Volunteer 'Cyber Scouts' Censor Web In Thailand
societyofrobots writes "Since the military coup of 2006, Thailand's media freedoms have continually been downgraded. A growing tactic among the ruling elite is to accuse the political opposition of insulting the king, allowing for censorship and political imprisonment of those who dare speak out. In 2010, web censorship began to reach the scales of China and Iran. Now, Thailand has formed a group of volunteers called Cyber-Scouts to patrol the web looking for comments deemed to insult the monarchy. AFP also has a video."
One question I have is, are they actually censoring things that do in fact insult the monarchy, or are they using that to suppress other political speech. Either one is bad, but they are whole different levels of bad. Removing things insulting a Monarch is an annoying anachronism but not very harmful... unless it spreads.
"tomorrow belongs to me round the campfire" instead of "Kumbayah"
I fart in king Bhumibol's general direction. His mother was a binturong and his father smelt of durians.
Circumcision is child abuse.
Bhumibol Adulyadej likes horse cocks.
there we go.
now slashdot will be nice and invisible from Thailand.
The King is playing a difficult game. If he too blatantly uses his reserve powers to bash the current leadership, he risks, regardless of how popular he is, undermining the Monarchy itself, which as you point out, is about the only defense the Thai people have against the current regime. As much as people so often decry monarchies in the modern age, they serve the purpose of depriving the government of the day of ultimately executive power, and because the succession is, to a very large degree, beyond political interference, the government has little capacity to get a friendly chief executive.
The world's burning. Moped Jesus spotted on I50. Details at 11.
While true, that's hardly the point. Being able to hide from a repressive regime does not justify or negate the actions of that regime.
Well, it is, and isn't.
In Thailand, like many other countries that are not the US(not that you'd know these countries exist) The minimum age for it to be actual child prostitution is 14, not 18. This one fact reduces the 40% of total prostitution being child prostitution on that very slanted wikipedia article down to around 5%. Which given the amount of prostitution plus general illegal activity means it actually is being prosecuted.
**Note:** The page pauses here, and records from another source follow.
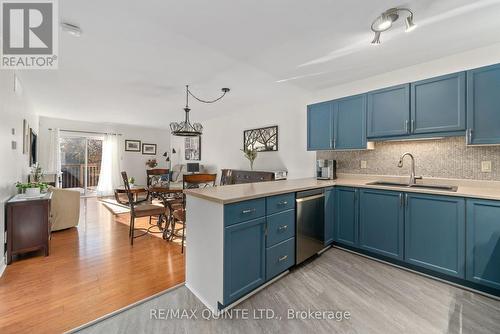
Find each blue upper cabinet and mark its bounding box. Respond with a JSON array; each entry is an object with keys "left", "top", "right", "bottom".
[
  {"left": 405, "top": 194, "right": 465, "bottom": 278},
  {"left": 333, "top": 187, "right": 359, "bottom": 246},
  {"left": 410, "top": 72, "right": 466, "bottom": 134},
  {"left": 307, "top": 102, "right": 333, "bottom": 151},
  {"left": 467, "top": 64, "right": 500, "bottom": 144},
  {"left": 223, "top": 218, "right": 266, "bottom": 305},
  {"left": 325, "top": 187, "right": 335, "bottom": 245},
  {"left": 466, "top": 199, "right": 500, "bottom": 290},
  {"left": 333, "top": 94, "right": 366, "bottom": 150},
  {"left": 367, "top": 84, "right": 410, "bottom": 138},
  {"left": 359, "top": 189, "right": 404, "bottom": 260}
]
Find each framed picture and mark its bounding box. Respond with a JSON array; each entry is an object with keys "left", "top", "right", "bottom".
[
  {"left": 243, "top": 125, "right": 278, "bottom": 152},
  {"left": 142, "top": 143, "right": 156, "bottom": 155},
  {"left": 184, "top": 136, "right": 201, "bottom": 160},
  {"left": 125, "top": 139, "right": 141, "bottom": 152}
]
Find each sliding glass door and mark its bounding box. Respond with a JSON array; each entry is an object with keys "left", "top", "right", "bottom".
[{"left": 61, "top": 135, "right": 103, "bottom": 195}]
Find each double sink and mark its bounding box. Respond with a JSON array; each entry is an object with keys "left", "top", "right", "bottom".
[{"left": 366, "top": 181, "right": 458, "bottom": 192}]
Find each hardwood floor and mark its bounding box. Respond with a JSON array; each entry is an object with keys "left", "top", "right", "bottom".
[
  {"left": 0, "top": 199, "right": 185, "bottom": 334},
  {"left": 77, "top": 248, "right": 500, "bottom": 334}
]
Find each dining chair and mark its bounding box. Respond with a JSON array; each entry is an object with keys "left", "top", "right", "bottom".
[
  {"left": 172, "top": 174, "right": 217, "bottom": 253},
  {"left": 122, "top": 172, "right": 166, "bottom": 245}
]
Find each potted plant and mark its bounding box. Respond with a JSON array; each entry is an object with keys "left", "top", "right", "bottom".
[
  {"left": 241, "top": 148, "right": 257, "bottom": 170},
  {"left": 146, "top": 159, "right": 158, "bottom": 168}
]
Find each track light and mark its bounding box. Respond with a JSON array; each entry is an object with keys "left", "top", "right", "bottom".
[
  {"left": 372, "top": 31, "right": 380, "bottom": 45},
  {"left": 371, "top": 8, "right": 417, "bottom": 45}
]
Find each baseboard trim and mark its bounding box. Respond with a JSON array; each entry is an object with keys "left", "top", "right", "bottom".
[
  {"left": 65, "top": 283, "right": 184, "bottom": 333},
  {"left": 332, "top": 245, "right": 500, "bottom": 301}
]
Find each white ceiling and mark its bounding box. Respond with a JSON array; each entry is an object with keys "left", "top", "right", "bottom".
[{"left": 20, "top": 0, "right": 500, "bottom": 127}]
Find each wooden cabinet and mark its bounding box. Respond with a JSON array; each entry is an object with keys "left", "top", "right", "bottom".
[
  {"left": 307, "top": 101, "right": 333, "bottom": 151},
  {"left": 405, "top": 193, "right": 465, "bottom": 278},
  {"left": 223, "top": 218, "right": 266, "bottom": 305},
  {"left": 410, "top": 72, "right": 466, "bottom": 135},
  {"left": 359, "top": 189, "right": 404, "bottom": 260},
  {"left": 466, "top": 64, "right": 500, "bottom": 145},
  {"left": 5, "top": 193, "right": 51, "bottom": 264},
  {"left": 367, "top": 84, "right": 410, "bottom": 138},
  {"left": 333, "top": 187, "right": 359, "bottom": 246},
  {"left": 325, "top": 187, "right": 335, "bottom": 245},
  {"left": 333, "top": 94, "right": 367, "bottom": 150},
  {"left": 466, "top": 199, "right": 500, "bottom": 290}
]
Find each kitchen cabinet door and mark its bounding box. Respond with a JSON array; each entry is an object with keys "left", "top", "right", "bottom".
[
  {"left": 466, "top": 64, "right": 500, "bottom": 144},
  {"left": 333, "top": 94, "right": 366, "bottom": 150},
  {"left": 410, "top": 72, "right": 466, "bottom": 134},
  {"left": 367, "top": 84, "right": 410, "bottom": 138},
  {"left": 334, "top": 187, "right": 359, "bottom": 246},
  {"left": 223, "top": 217, "right": 266, "bottom": 305},
  {"left": 307, "top": 102, "right": 333, "bottom": 151},
  {"left": 359, "top": 189, "right": 404, "bottom": 260},
  {"left": 405, "top": 193, "right": 465, "bottom": 278},
  {"left": 466, "top": 199, "right": 500, "bottom": 289}
]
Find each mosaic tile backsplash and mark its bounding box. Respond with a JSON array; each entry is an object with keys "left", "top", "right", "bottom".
[{"left": 316, "top": 137, "right": 500, "bottom": 181}]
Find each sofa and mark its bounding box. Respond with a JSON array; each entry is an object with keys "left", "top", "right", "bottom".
[{"left": 49, "top": 187, "right": 80, "bottom": 231}]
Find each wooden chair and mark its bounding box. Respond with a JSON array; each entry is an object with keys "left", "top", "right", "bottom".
[
  {"left": 122, "top": 172, "right": 166, "bottom": 245},
  {"left": 172, "top": 174, "right": 217, "bottom": 253}
]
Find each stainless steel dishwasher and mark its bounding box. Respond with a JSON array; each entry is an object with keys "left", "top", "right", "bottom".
[{"left": 295, "top": 189, "right": 325, "bottom": 264}]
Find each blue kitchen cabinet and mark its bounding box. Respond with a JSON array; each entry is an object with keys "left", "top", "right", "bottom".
[
  {"left": 466, "top": 64, "right": 500, "bottom": 145},
  {"left": 466, "top": 199, "right": 500, "bottom": 289},
  {"left": 410, "top": 72, "right": 466, "bottom": 134},
  {"left": 325, "top": 187, "right": 335, "bottom": 246},
  {"left": 367, "top": 84, "right": 410, "bottom": 138},
  {"left": 307, "top": 101, "right": 333, "bottom": 151},
  {"left": 223, "top": 217, "right": 266, "bottom": 305},
  {"left": 359, "top": 189, "right": 404, "bottom": 260},
  {"left": 405, "top": 193, "right": 465, "bottom": 278},
  {"left": 333, "top": 94, "right": 366, "bottom": 150},
  {"left": 333, "top": 187, "right": 359, "bottom": 246}
]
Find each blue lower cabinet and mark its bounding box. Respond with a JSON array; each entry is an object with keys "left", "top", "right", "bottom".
[
  {"left": 359, "top": 189, "right": 404, "bottom": 260},
  {"left": 466, "top": 199, "right": 500, "bottom": 289},
  {"left": 325, "top": 187, "right": 335, "bottom": 246},
  {"left": 333, "top": 187, "right": 359, "bottom": 246},
  {"left": 266, "top": 238, "right": 295, "bottom": 280},
  {"left": 405, "top": 194, "right": 465, "bottom": 278},
  {"left": 224, "top": 218, "right": 266, "bottom": 305},
  {"left": 266, "top": 210, "right": 295, "bottom": 247}
]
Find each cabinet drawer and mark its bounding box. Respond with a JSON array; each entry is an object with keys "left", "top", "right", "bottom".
[
  {"left": 266, "top": 238, "right": 295, "bottom": 280},
  {"left": 266, "top": 193, "right": 295, "bottom": 215},
  {"left": 266, "top": 210, "right": 295, "bottom": 247},
  {"left": 224, "top": 198, "right": 266, "bottom": 226}
]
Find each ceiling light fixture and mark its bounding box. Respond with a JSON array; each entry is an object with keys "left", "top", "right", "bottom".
[
  {"left": 61, "top": 22, "right": 82, "bottom": 37},
  {"left": 371, "top": 8, "right": 417, "bottom": 45},
  {"left": 170, "top": 85, "right": 230, "bottom": 137}
]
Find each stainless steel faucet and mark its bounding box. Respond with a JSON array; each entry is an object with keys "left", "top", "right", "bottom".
[{"left": 398, "top": 152, "right": 422, "bottom": 187}]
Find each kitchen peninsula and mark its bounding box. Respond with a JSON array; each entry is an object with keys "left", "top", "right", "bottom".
[{"left": 186, "top": 174, "right": 500, "bottom": 312}]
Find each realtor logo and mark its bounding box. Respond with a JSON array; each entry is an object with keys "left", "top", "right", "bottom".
[{"left": 0, "top": 0, "right": 59, "bottom": 69}]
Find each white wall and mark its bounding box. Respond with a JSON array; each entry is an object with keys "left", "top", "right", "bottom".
[
  {"left": 39, "top": 117, "right": 170, "bottom": 184},
  {"left": 0, "top": 70, "right": 38, "bottom": 275},
  {"left": 308, "top": 43, "right": 500, "bottom": 104}
]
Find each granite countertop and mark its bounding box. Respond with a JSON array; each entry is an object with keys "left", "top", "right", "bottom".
[{"left": 184, "top": 174, "right": 500, "bottom": 204}]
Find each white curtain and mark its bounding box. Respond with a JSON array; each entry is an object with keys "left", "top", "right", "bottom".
[
  {"left": 46, "top": 129, "right": 61, "bottom": 187},
  {"left": 97, "top": 135, "right": 122, "bottom": 196}
]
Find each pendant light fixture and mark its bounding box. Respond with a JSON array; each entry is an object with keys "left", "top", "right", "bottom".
[
  {"left": 371, "top": 8, "right": 417, "bottom": 45},
  {"left": 170, "top": 85, "right": 230, "bottom": 137}
]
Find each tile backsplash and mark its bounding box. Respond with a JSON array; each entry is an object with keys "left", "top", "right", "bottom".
[{"left": 316, "top": 137, "right": 500, "bottom": 181}]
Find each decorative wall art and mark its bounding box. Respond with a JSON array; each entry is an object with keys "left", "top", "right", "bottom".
[
  {"left": 184, "top": 136, "right": 201, "bottom": 160},
  {"left": 243, "top": 125, "right": 278, "bottom": 152}
]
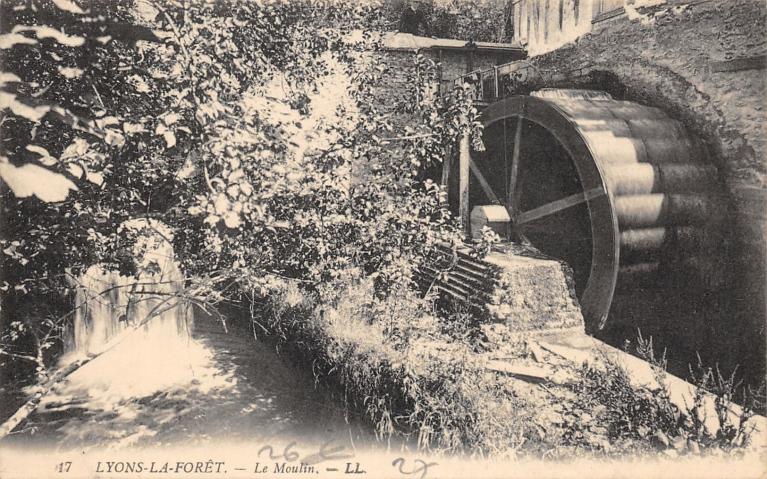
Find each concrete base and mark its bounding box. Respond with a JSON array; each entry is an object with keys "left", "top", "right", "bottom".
[{"left": 417, "top": 243, "right": 585, "bottom": 333}]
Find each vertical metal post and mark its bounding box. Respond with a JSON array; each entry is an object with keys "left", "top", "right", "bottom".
[{"left": 458, "top": 131, "right": 471, "bottom": 238}]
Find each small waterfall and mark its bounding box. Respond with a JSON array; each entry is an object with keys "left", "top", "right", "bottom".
[{"left": 66, "top": 219, "right": 193, "bottom": 355}]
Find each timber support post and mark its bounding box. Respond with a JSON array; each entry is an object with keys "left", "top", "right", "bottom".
[{"left": 458, "top": 130, "right": 471, "bottom": 238}]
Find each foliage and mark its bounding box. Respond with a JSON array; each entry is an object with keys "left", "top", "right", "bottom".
[
  {"left": 565, "top": 333, "right": 753, "bottom": 457},
  {"left": 0, "top": 0, "right": 480, "bottom": 404},
  {"left": 256, "top": 276, "right": 527, "bottom": 456},
  {"left": 386, "top": 0, "right": 512, "bottom": 42}
]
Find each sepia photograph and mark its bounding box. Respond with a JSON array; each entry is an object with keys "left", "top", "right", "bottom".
[{"left": 0, "top": 0, "right": 767, "bottom": 479}]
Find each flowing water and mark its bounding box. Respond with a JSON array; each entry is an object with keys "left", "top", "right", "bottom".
[{"left": 2, "top": 221, "right": 373, "bottom": 451}]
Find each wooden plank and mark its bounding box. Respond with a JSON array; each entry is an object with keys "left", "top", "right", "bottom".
[
  {"left": 710, "top": 55, "right": 767, "bottom": 72},
  {"left": 440, "top": 148, "right": 454, "bottom": 189},
  {"left": 514, "top": 186, "right": 605, "bottom": 225},
  {"left": 458, "top": 131, "right": 471, "bottom": 238},
  {"left": 469, "top": 158, "right": 503, "bottom": 205},
  {"left": 503, "top": 116, "right": 522, "bottom": 215}
]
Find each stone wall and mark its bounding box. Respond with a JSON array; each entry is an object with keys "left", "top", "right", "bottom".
[{"left": 520, "top": 0, "right": 767, "bottom": 384}]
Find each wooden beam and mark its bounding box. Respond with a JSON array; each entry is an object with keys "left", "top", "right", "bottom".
[
  {"left": 458, "top": 131, "right": 471, "bottom": 238},
  {"left": 514, "top": 186, "right": 605, "bottom": 225},
  {"left": 469, "top": 158, "right": 503, "bottom": 205},
  {"left": 503, "top": 116, "right": 522, "bottom": 215}
]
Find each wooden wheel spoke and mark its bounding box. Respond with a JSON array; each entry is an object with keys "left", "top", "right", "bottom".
[
  {"left": 514, "top": 186, "right": 604, "bottom": 226},
  {"left": 504, "top": 116, "right": 522, "bottom": 218}
]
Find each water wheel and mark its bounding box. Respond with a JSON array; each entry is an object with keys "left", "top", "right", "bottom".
[{"left": 460, "top": 90, "right": 721, "bottom": 331}]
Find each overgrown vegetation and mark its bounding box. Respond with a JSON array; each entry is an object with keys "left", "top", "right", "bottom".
[
  {"left": 0, "top": 0, "right": 760, "bottom": 462},
  {"left": 0, "top": 0, "right": 478, "bottom": 416}
]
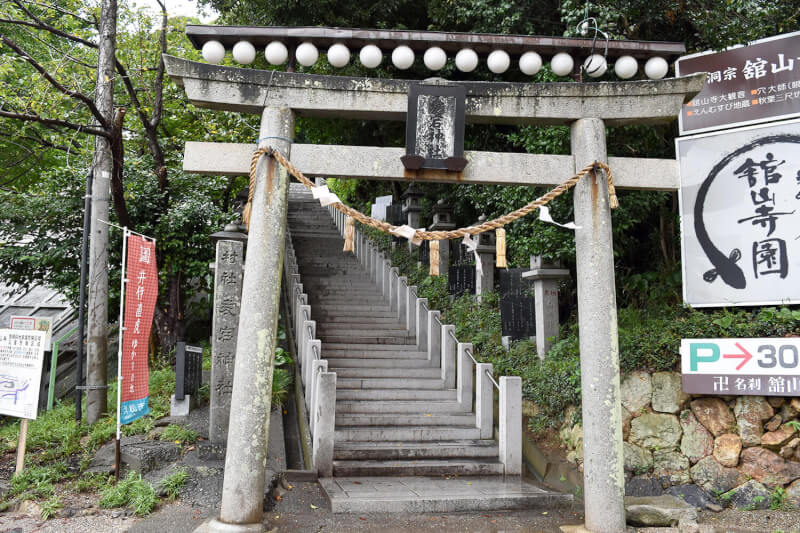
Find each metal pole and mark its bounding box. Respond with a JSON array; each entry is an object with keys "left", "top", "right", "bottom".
[
  {"left": 75, "top": 172, "right": 94, "bottom": 422},
  {"left": 47, "top": 327, "right": 80, "bottom": 411},
  {"left": 114, "top": 228, "right": 128, "bottom": 481}
]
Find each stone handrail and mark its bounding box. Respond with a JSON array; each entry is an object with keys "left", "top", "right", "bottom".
[
  {"left": 283, "top": 229, "right": 336, "bottom": 477},
  {"left": 328, "top": 206, "right": 522, "bottom": 475}
]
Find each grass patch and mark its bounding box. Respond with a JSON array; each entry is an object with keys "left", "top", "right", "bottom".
[
  {"left": 100, "top": 472, "right": 158, "bottom": 516},
  {"left": 272, "top": 368, "right": 292, "bottom": 407},
  {"left": 160, "top": 424, "right": 199, "bottom": 444},
  {"left": 158, "top": 468, "right": 189, "bottom": 501}
]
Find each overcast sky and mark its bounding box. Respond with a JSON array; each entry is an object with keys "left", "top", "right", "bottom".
[{"left": 133, "top": 0, "right": 215, "bottom": 23}]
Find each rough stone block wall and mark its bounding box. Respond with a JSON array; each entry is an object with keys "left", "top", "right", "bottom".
[{"left": 559, "top": 371, "right": 800, "bottom": 509}]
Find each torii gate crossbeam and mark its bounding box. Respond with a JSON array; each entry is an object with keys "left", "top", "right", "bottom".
[{"left": 164, "top": 56, "right": 705, "bottom": 533}]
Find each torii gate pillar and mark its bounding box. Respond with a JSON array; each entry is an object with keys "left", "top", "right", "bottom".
[
  {"left": 208, "top": 107, "right": 294, "bottom": 533},
  {"left": 570, "top": 118, "right": 625, "bottom": 533}
]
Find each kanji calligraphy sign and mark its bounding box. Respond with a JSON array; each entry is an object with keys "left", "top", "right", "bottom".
[
  {"left": 676, "top": 120, "right": 800, "bottom": 307},
  {"left": 675, "top": 32, "right": 800, "bottom": 135},
  {"left": 119, "top": 234, "right": 158, "bottom": 424}
]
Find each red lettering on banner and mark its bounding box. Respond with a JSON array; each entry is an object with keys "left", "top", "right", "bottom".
[{"left": 121, "top": 235, "right": 158, "bottom": 416}]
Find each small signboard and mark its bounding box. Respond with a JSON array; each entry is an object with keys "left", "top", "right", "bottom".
[
  {"left": 0, "top": 329, "right": 46, "bottom": 420},
  {"left": 675, "top": 32, "right": 800, "bottom": 135},
  {"left": 447, "top": 265, "right": 475, "bottom": 297},
  {"left": 681, "top": 337, "right": 800, "bottom": 396},
  {"left": 498, "top": 268, "right": 533, "bottom": 298},
  {"left": 500, "top": 296, "right": 536, "bottom": 340},
  {"left": 11, "top": 316, "right": 53, "bottom": 351},
  {"left": 676, "top": 119, "right": 800, "bottom": 307},
  {"left": 400, "top": 83, "right": 467, "bottom": 172}
]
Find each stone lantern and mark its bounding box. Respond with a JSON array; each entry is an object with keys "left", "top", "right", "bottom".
[
  {"left": 428, "top": 199, "right": 456, "bottom": 274},
  {"left": 475, "top": 215, "right": 497, "bottom": 298},
  {"left": 400, "top": 182, "right": 424, "bottom": 252}
]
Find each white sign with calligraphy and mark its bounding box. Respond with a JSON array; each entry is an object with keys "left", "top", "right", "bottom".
[
  {"left": 675, "top": 120, "right": 800, "bottom": 307},
  {"left": 0, "top": 329, "right": 46, "bottom": 419}
]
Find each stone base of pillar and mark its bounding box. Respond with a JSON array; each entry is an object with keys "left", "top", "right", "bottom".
[{"left": 194, "top": 518, "right": 264, "bottom": 533}]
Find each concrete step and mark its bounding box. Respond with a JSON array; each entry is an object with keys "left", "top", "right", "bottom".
[
  {"left": 322, "top": 358, "right": 439, "bottom": 375},
  {"left": 336, "top": 413, "right": 475, "bottom": 426},
  {"left": 319, "top": 474, "right": 573, "bottom": 512},
  {"left": 333, "top": 459, "right": 505, "bottom": 476},
  {"left": 320, "top": 331, "right": 417, "bottom": 346},
  {"left": 336, "top": 389, "right": 456, "bottom": 400},
  {"left": 328, "top": 366, "right": 442, "bottom": 381},
  {"left": 317, "top": 321, "right": 407, "bottom": 335},
  {"left": 322, "top": 343, "right": 428, "bottom": 360},
  {"left": 325, "top": 314, "right": 405, "bottom": 328},
  {"left": 311, "top": 328, "right": 416, "bottom": 336},
  {"left": 333, "top": 439, "right": 500, "bottom": 461},
  {"left": 336, "top": 391, "right": 465, "bottom": 415},
  {"left": 324, "top": 342, "right": 418, "bottom": 357},
  {"left": 333, "top": 424, "right": 481, "bottom": 440},
  {"left": 336, "top": 375, "right": 444, "bottom": 388}
]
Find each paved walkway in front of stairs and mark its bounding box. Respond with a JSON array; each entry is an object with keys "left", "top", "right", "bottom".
[{"left": 319, "top": 476, "right": 572, "bottom": 513}]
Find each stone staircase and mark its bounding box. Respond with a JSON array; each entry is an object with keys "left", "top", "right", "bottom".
[{"left": 288, "top": 186, "right": 506, "bottom": 477}]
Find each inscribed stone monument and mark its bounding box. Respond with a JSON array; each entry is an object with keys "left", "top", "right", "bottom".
[{"left": 209, "top": 240, "right": 244, "bottom": 445}]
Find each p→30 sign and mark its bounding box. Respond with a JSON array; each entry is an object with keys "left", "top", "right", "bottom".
[{"left": 681, "top": 338, "right": 800, "bottom": 396}]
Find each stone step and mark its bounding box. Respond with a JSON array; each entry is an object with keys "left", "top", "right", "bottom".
[
  {"left": 306, "top": 304, "right": 391, "bottom": 314},
  {"left": 317, "top": 321, "right": 407, "bottom": 335},
  {"left": 311, "top": 328, "right": 416, "bottom": 339},
  {"left": 322, "top": 360, "right": 438, "bottom": 373},
  {"left": 336, "top": 389, "right": 456, "bottom": 401},
  {"left": 333, "top": 459, "right": 505, "bottom": 476},
  {"left": 333, "top": 439, "right": 500, "bottom": 461},
  {"left": 328, "top": 366, "right": 442, "bottom": 382},
  {"left": 336, "top": 413, "right": 475, "bottom": 426},
  {"left": 336, "top": 391, "right": 464, "bottom": 414},
  {"left": 323, "top": 342, "right": 428, "bottom": 357},
  {"left": 306, "top": 298, "right": 390, "bottom": 306},
  {"left": 326, "top": 314, "right": 405, "bottom": 328},
  {"left": 336, "top": 376, "right": 444, "bottom": 388},
  {"left": 333, "top": 424, "right": 481, "bottom": 440},
  {"left": 320, "top": 331, "right": 417, "bottom": 346},
  {"left": 319, "top": 475, "right": 573, "bottom": 512}
]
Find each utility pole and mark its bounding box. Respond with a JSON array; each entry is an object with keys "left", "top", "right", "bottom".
[{"left": 86, "top": 0, "right": 117, "bottom": 424}]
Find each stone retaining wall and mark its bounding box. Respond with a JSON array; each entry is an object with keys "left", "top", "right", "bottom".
[{"left": 560, "top": 372, "right": 800, "bottom": 508}]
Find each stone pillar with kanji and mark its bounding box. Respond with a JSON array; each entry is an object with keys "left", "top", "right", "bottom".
[{"left": 208, "top": 240, "right": 244, "bottom": 446}]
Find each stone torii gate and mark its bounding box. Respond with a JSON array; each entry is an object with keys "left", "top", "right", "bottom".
[{"left": 164, "top": 43, "right": 705, "bottom": 532}]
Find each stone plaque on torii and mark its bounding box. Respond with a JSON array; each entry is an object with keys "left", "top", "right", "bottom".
[{"left": 164, "top": 26, "right": 705, "bottom": 532}]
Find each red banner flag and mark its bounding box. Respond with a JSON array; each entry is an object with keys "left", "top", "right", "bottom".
[{"left": 119, "top": 234, "right": 158, "bottom": 424}]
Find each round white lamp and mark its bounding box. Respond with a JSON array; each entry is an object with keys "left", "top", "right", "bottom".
[
  {"left": 264, "top": 41, "right": 289, "bottom": 65},
  {"left": 392, "top": 44, "right": 414, "bottom": 70},
  {"left": 486, "top": 50, "right": 511, "bottom": 74},
  {"left": 358, "top": 44, "right": 383, "bottom": 68},
  {"left": 614, "top": 56, "right": 639, "bottom": 80},
  {"left": 644, "top": 57, "right": 669, "bottom": 80},
  {"left": 519, "top": 52, "right": 542, "bottom": 76},
  {"left": 550, "top": 52, "right": 575, "bottom": 76},
  {"left": 294, "top": 42, "right": 319, "bottom": 67},
  {"left": 422, "top": 46, "right": 447, "bottom": 70},
  {"left": 203, "top": 41, "right": 225, "bottom": 65},
  {"left": 456, "top": 48, "right": 478, "bottom": 72},
  {"left": 328, "top": 43, "right": 350, "bottom": 68},
  {"left": 233, "top": 41, "right": 256, "bottom": 65},
  {"left": 583, "top": 54, "right": 608, "bottom": 78}
]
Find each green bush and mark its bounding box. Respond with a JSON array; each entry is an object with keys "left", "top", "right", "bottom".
[
  {"left": 160, "top": 424, "right": 199, "bottom": 444},
  {"left": 158, "top": 468, "right": 189, "bottom": 500},
  {"left": 272, "top": 368, "right": 292, "bottom": 408},
  {"left": 362, "top": 228, "right": 800, "bottom": 429},
  {"left": 100, "top": 472, "right": 158, "bottom": 516}
]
Shit, Canada made it onto the map for "massive child prostituion in British Columbia" a few years ago due to a Wikipedia article. Article stated age of majority was 18, It wasn't. It was 14, in addition, the prostitutes to which it referred were all vast majority over the new statutory age which is 16. I'm personally good with this change. 14 is a little too low to set the bar, but a LOT of fucking people can(and do in the US or so I've heard) get caught with a 16 or 17 year old because they look like freaking 25 or something.
I have a few friends that would probably be in jail right now, and honestly, if it had been a different night and I hadn't had a girlfriend at the time, to look at the girls, it could have been me.
Also, he and his family do have a serious personal stake and fortune to protect. In a far-from-rich country, he still manages to be the wealthiest monarch in the world.
http://en.m.wikipedia.org/wiki/Bhumibol_Adulyadej
People say Thais love their king, and they do, but the story is more complicated than that. Imagine a society where you must always revere both your elders and your 'superiors', to the extent that you must always Wai them (a kind of bow/greeting) and must never contradict them or speak badly about them. Now elevate that to the ultimate superior in the country who is now also very elderly. (Thais even Wai *photos* of the royals!) Add the Lese Mageste laws, so that you have literally never heard or read even a single bad word about him. (Even not standing up at the beginning if a movie at the theatre when the King's Song is played, which HE wrote by the way, will land you in jail for several years -- unless the king oh so graciously pardons you.) And finally add the fact that he's generally a decent guy, renaissance man, who has done a lot of work to help the poor (but how much effort, really, given that he is still THE WORLD'S RICHEST MONARCH in a country where the poor still had no access to freaking health care without mortgaging their and their family's futures!). That's Thailand.
The locals don't know (and are legally prohibited from talking about it if they did, thank you Lese Mageste) the fact that his wife, the queen, supported the Yellow Shirt's successful coup to take over from the Red Shirts, who were the choice of the poor and lower classes in a democratic election. The Red Shirts gave the people affordable health care, for one thing. Do you really think Thais would still love their king if some of these details were allowed out in the open to be discussed over the past 60 years...?! I don't think so.